693 F. App'x 327
5th Cir.2017Background
- Kacey Croxton pleaded guilty to conspiracy to possess with intent to distribute methamphetamine.
- The district court granted the Government a § 5K1.1 downward departure and sentenced Croxton to 180 months imprisonment plus three years supervised release, below the Guidelines range.
- The Presentence Report applied a two‑level enhancement under U.S.S.G. § 2D1.1(b)(5) for distribution of imported methamphetamine based on drugs imported from Mexico.
- Croxton did not object to the enhancement below; she raised the challenge for the first time on appeal, so review is for plain error.
- On appeal Croxton argued (1) she lacked knowledge that the drugs were imported, and (2) importation should not count as relevant conduct under § 1B1.3, and separately argued the methamphetamine Guideline is not empirically grounded and yields an unreasonable sentence.
Issues
| Issue | Plaintiff's Argument | Defendant's Argument | Held |
|---|---|---|---|
| Applicability of § 2D1.1(b)(5) enhancement | Croxton: no evidence she knew drugs were imported, so enhancement requires knowledge | Government: enhancement applies based on imported methamphetamine regardless of defendant's knowledge | Enhancement applies; Court follows binding precedent that knowledge not required |
| Whether importation must be relevant conduct under § 1B1.3 | Croxton: importation must qualify as relevant conduct to trigger enhancement | Government: distribution/possession of imported methamphetamine alone suffices | Importation alone suffices; enhancement properly applied |
| Preservation/plain‑error review | Croxton: raised on appeal though not preserved below | Government: issue was forfeited; plain‑error standard applies | Review limited to plain error; no basis to reverse |
| Substantive reasonableness of sentence / challenge to § 2D1.1 empirical basis | Croxton: Guideline is not empirically based and produces overly severe sentences inconsistent with 18 U.S.C. § 3553(a) | Government: Guideline valid; general disagreement insufficient to show unreasonableness | Argument foreclosed by precedent; sentence not substantively unreasonable |
Key Cases Cited
- United States v. Serfass, 684 F.3d 548 (5th Cir. 2012) (holding § 2D1.1(b)(5) enhancement applies regardless of defendant's knowledge of importation)

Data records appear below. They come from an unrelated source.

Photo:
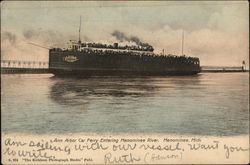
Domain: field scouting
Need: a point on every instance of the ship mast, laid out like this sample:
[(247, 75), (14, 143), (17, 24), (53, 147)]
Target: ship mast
[(182, 42), (80, 30)]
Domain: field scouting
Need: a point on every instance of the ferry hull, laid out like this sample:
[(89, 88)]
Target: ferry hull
[(68, 63)]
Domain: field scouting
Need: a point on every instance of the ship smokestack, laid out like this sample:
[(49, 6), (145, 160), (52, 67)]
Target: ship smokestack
[(80, 30), (116, 45)]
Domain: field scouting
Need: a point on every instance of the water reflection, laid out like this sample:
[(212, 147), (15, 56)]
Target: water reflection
[(79, 91)]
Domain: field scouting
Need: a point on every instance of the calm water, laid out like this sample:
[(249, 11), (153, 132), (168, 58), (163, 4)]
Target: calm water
[(206, 104)]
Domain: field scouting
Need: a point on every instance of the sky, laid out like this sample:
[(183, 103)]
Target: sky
[(215, 32)]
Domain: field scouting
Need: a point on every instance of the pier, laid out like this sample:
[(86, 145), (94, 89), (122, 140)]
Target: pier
[(15, 67)]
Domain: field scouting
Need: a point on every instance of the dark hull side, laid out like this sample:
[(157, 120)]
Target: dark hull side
[(69, 63)]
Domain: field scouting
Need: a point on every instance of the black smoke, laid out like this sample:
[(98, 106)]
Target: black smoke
[(120, 36)]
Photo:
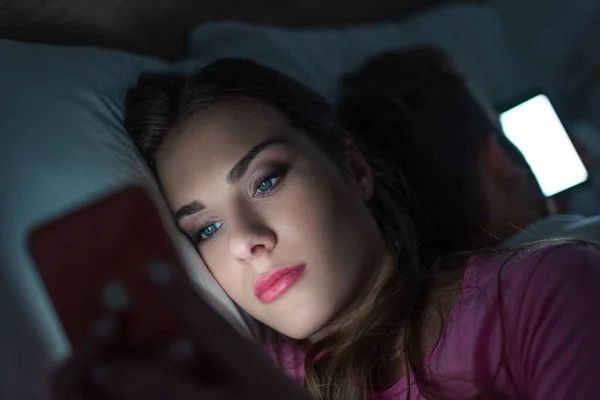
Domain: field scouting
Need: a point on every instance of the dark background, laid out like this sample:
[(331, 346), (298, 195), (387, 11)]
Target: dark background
[(159, 27)]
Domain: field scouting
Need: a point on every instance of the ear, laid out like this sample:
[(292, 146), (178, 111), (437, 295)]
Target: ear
[(360, 171), (494, 160)]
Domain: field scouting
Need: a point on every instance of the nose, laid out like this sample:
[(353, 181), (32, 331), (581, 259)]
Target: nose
[(249, 238)]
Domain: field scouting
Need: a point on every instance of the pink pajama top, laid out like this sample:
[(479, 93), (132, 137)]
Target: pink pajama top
[(549, 301)]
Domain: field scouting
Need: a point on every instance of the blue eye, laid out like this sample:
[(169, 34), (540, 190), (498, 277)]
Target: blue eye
[(268, 184), (209, 231)]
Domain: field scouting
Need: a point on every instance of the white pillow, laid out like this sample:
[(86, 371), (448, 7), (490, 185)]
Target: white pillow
[(472, 33), (63, 144)]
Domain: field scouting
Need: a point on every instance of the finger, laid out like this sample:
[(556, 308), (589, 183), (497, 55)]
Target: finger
[(243, 360), (128, 381), (74, 371)]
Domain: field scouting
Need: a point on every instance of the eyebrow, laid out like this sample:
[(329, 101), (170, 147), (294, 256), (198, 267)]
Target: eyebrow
[(234, 175), (240, 167)]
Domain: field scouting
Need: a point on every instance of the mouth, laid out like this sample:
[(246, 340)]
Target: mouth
[(275, 283)]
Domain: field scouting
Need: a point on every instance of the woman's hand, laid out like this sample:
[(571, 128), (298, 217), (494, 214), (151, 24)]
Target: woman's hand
[(97, 370)]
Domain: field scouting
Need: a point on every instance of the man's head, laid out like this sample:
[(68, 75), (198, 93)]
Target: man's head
[(415, 108)]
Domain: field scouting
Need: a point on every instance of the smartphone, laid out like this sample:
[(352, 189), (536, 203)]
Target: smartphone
[(93, 263), (533, 126)]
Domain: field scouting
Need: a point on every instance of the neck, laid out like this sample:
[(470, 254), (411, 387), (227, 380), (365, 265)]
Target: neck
[(362, 302)]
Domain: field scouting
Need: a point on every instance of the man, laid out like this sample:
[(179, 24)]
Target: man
[(415, 109)]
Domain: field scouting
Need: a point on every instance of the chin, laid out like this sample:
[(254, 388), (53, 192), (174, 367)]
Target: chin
[(300, 328)]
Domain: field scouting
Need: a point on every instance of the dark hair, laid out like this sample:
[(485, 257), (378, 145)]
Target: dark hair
[(415, 109), (344, 364)]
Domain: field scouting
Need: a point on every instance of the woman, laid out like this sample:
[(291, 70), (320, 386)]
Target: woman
[(307, 234)]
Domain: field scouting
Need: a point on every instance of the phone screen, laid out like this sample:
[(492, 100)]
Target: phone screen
[(535, 129)]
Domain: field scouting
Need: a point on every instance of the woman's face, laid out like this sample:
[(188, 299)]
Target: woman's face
[(284, 231)]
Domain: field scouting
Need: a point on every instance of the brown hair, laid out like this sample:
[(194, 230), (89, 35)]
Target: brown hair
[(345, 364), (415, 108)]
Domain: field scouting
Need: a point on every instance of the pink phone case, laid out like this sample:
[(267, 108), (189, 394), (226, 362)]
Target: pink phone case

- United States v. Foulks, 747 F.3d 914 (5th Cir. 2014) (distribution or possession with intent to distribute imported methamphetamine alone may trigger § 2D1.1(b)(5))
- United States v. Lipscomb, 299 F.3d 303 (5th Cir. 2002) (panel cannot overrule prior panel precedent)
- United States v. Benitez, 809 F.3d 243 (5th Cir. 2015) (discussing forfeiture and plain‑error review standards)
- United States v. Duarte, 569 F.3d 528 (5th Cir. 2009) (rejecting challenge to empirical basis of methamphetamine Guideline)
- United States v. Peltier, 505 F.3d 389 (5th Cir. 2007) (plain‑error review for sentencing challenges raised first on appeal)
- United States v. Ruiz, 621 F.3d 390 (5th Cir. 2010) (general disagreement with sentence does not establish substantive unreasonableness)
The judgment of the district court is AFFIRMED.